When she came back out onto the street, the sun had disappeared behind the clouds again, and it felt much colder. She wrapped her jacket tightly around her and wound her scarf over her mouth and nose.
A man came up to her with a piece of paper and a small pair of scissors in his hand. In broken English he begged her to allow him to clip her silhouette. He produced a file of plastic pockets with other silhouettes he had made. Her first reaction was to say no, but she changed her mind and took off her woolly hat, removed her scarf and posed in profile.
The silhouette he made was astonishingly good. He asked for five dollars, but she gave him ten.
The man was old and had a scar on one cheek. She would have loved to hear his life story, if only that had been possible. She put the silhouette into her bag; they bowed to each other and went their separate ways.
She hadn’t the slightest idea of what was happening when the attack took place. She felt an arm wrapped around her neck, bending her backwards, and at the same time somebody snatched her bag. When she screamed and tried to hang on to it, the arm around her neck tightened. She was punched in the stomach and left gasping for breath. She collapsed onto the pavement. It had come about so quickly and lasted no more than ten or fifteen seconds. A passing cyclist stopped to try to lift her to her feet, together with a woman who put down her heavy grocery bags in order to help. But Birgitta Roslin was unable to stand up. She sank down onto her knees and passed out.
When she recovered consciousness she was on a stretcher in an ambulance with sirens blaring. A doctor was pressing a stethoscope onto her chest. Everything was a blur. She remembered having her bag stolen. But why was she in an ambulance? She tried to ask the doctor with the stethoscope. But he answered in Chinese: she deduced from his gestures that he wanted her to keep quiet and not move. Her throat felt very tender. Perhaps she had been seriously injured? The thought scared her stiff. She might have been killed. Whoever had attacked her hadn’t hesitated to do so, despite the broad daylight in a busy street.

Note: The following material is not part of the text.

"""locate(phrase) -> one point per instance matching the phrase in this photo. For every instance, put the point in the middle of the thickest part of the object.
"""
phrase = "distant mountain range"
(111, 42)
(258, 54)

She started crying. The doctor reacted by feeling her pulse. Even as he did so the ambulance came to a halt, and the back doors were opened. She was transferred to another stretcher and wheeled along a corridor with very bright lights. She was sobbing uncontrollably and didn’t notice being given a tranquilliser. She drifted away as if on a groundswell, surrounded by Chinese faces that seemed to be swimming in the same waters as she was: their heads, bobbing up and down in the waves, were preparing to accept the Great Helmsman as he approached the shore after a long and strenuous swim.
When she regained consciousness she was in a room with dimmed lights and drawn curtains. A man in uniform was sitting on a chair next to the door. When he saw that she had opened her eyes, he stood up and left the room. Shortly afterwards two other men in uniform entered the room, accompanied by a doctor who spoke to her in English with a strong American accent.